The FoF structure implies costs to the investor at two levels—one charged by the FoF and the other charged by the underlying ETF or mutual fund scheme. This has been perceived as a disadvantage to investors in FoFs. Sebi has addressed this issue by capping the total expense ratio that an FoF can charge, including the weighted average of the total expense ratio levied by the underlying scheme(s) at 2%. Most FoFs keep the expense ratio at around 1.5% or lower.

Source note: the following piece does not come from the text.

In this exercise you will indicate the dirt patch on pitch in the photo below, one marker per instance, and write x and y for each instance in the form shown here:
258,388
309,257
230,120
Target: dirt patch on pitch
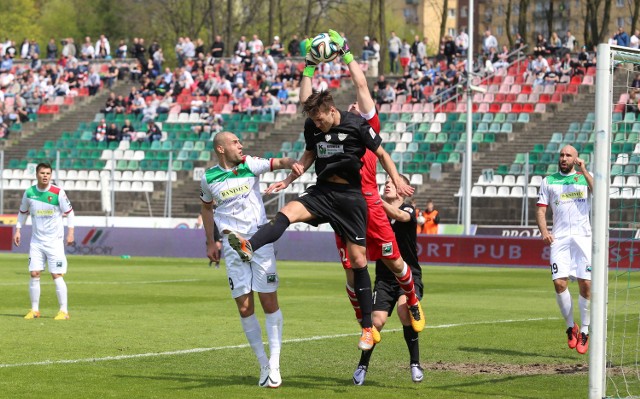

The FoF as a product seems perfect for an investor looking to separate the wheat from the chaff, given the plethora of funds types to choose from. But here a professional fund manager does the job of selection, monitoring and rebalancing in a more efficient way. While selecting schemes, the fund manager is better able to track duplication of stocks and sectors across schemes. “Since capital gains would be taxed on each switch from one scheme to another, you will have less capital being reinvested and compounding every time you switch schemes. The eventual impact of this on your corpus would be quite large. However, when the equity FoF exits an underperforming scheme and buys into a better performing one, mutual funds being pass through vehicles, it isn’t liable to pay any tax on the gains, thus keeping your capital intact for reinvestment,” said Mehta, pointing out to the tax efficiency built into the structure. But there are caveats, too, that investors have to keep in mind. All the schemes that are included in the portfolio must match the risk and return preference of the investor. A compromise on any of the schemes may lead to a situation of the fund being too risky or very low on returns. The costs are another aspect to be closely watched; both the FoFs as well as the underlying schemes have to be disclosed under the regulations. The Quantum Equity FoF, for example, has an expense ratio of 0.51% under its direct plan and inclusive of the underlying schemes, it stands at 1.51%. Frequent switching of underlying schemes and the investor’s comfort with that strategy is another fund behaviour that needs scrutiny. Investors who work with advisors may not find much use for this product. But for investors who are looking to build their own long-term portfolio, there may be some merit in considering these structures.